●子供は何年も頑張れるか?
子供がずっと頑張り続けることは可能でしょうか?
勉強でも、スポーツでも、技芸でも同じことです。
生身の人間のやることです。ましてや子供です。
目一杯、何年も頑張り続けさせることは不可能でしょう。
たいてい、歪み、弊害を生じます。
たとえば、中学受験を目指したとします。
子供のレベルでは、余裕がないため、必死に努力し、努力させたとします。
数年間、ひたすら勉強に打ち込み、打ち込ませたとします。
結果、この子供は、どうなるでしょう。
彼は、中学に入学すると、無気力、ないし脱力的な状態に陥る可能性が大です。
エネルギー切れです。
これは、いわゆる「燃え尽き症候群(バーンアウト)」といわれるものです。
5月病は、この典型的な症状の1つです。
しかも、この状態は、それ以後、何年も続いてしまうことが少なくありません。
魂の抜け殻になってしまうかも知れません。
このことは、もちろん中学受験だけに限りません。
高校受験で目いっぱい頑張った子供は、高校入学後にバーンアウトする可能性があります。

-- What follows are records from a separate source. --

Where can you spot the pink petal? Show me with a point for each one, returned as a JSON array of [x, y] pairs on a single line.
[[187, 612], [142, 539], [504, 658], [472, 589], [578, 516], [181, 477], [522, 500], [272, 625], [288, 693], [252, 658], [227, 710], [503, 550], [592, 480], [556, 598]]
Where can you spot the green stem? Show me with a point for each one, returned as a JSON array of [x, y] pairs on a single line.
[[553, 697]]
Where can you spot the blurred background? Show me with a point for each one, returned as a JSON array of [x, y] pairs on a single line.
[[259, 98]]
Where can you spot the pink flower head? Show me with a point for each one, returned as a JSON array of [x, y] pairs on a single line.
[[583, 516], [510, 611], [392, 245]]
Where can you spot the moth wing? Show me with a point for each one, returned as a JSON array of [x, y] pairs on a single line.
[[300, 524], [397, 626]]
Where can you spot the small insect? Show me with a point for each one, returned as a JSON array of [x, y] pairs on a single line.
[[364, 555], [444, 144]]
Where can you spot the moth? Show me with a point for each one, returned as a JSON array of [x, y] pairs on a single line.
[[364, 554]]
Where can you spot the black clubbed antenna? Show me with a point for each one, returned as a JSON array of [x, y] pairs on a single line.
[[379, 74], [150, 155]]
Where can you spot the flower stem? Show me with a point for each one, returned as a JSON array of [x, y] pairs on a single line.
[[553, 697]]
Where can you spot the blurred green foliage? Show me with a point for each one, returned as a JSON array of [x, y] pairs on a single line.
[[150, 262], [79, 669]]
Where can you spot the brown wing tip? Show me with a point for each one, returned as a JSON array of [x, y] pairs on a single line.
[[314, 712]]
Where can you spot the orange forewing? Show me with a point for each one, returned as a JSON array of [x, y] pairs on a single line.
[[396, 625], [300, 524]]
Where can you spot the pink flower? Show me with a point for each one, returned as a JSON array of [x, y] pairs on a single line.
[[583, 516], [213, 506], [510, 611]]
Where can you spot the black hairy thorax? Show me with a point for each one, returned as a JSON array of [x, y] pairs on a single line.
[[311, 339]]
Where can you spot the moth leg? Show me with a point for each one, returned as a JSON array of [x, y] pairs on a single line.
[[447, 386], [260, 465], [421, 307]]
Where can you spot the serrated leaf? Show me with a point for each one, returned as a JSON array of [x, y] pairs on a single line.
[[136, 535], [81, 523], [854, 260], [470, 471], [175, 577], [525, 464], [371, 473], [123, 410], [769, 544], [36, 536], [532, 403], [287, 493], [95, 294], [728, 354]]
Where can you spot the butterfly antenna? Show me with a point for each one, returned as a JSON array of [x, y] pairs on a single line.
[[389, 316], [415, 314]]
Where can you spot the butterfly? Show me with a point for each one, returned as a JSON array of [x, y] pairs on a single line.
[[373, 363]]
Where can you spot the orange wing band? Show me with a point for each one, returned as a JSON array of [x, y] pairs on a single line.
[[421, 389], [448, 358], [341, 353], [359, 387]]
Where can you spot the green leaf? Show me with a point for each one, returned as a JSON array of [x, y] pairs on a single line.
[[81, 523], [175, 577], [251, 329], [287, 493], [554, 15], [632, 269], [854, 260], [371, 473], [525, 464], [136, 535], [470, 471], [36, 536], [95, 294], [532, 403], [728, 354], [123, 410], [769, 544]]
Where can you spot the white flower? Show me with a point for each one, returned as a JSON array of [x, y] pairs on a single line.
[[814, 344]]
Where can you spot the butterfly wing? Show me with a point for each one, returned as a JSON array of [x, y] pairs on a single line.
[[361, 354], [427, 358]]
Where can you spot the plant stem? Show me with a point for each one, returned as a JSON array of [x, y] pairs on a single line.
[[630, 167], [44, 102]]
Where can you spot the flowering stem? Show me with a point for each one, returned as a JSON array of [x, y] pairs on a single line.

大学受験で限界まで刻苦奮闘した子供は、そこで燃え尽きる可能性があります。
幼児教育でスパルタ的な指導、訓練を与えた場合でさえも、同じ結果をもたらすと考えてよいでしょう。
人間が一生の中で、力の限り頑張り続けられるのは、たかだか3年程度です。
10年も、20年もずっと、目一杯が威張り続けることはできません。
途中で、心身共に大きな歪み弊害を生じるでしょう。
再起不能になるかも知れません。
さらに、無我夢中で打ち込むとなると3ヶ月程度、寝食を忘れて没入するとなると3週間程度、必死に全身全霊をかけるとなると3日程度がが限界でしょう。
生身の人間は、たいていそんなものです。
石の上にも3年、という諺があります。
原義は、3年も我慢すれば物事はたいていうまくいく、というような意味です。
逆に言えば、3年くらいなら我慢できる、という意味にも解釈できます。
昔の人は経験則から、そのような数字に至ったのでしょう。
目一杯頑張るというのは、腹一杯食べるということとアナロジー(類似性)があります。
健康的によくありません。逆効果です。
さらに、食い過ぎれば、腹をこわします。
長い間には、大きな病さえ招き、進行させます。
腹八部目が丁度良いのです。最も好ましいのです。
これは、勉学、スポーツ、技芸など全てに通じます。
長い一生から見れば、限界まで打ち込む続けるというのは賢明ではないということです。
何事も、適度が必要です。調整が大切です。
親は、子供の燃え尽きにも注意しなければなりません。
それにしても、今年の夏の甲子園で優勝した佐賀北高校の日々の練習時間は、三時間前後であったといいます。
多くの私立強豪校のおよそ半分ほどです。
この公立進学校における彼らの努力のあり方は、頑張ることについて多くを示唆していると思います。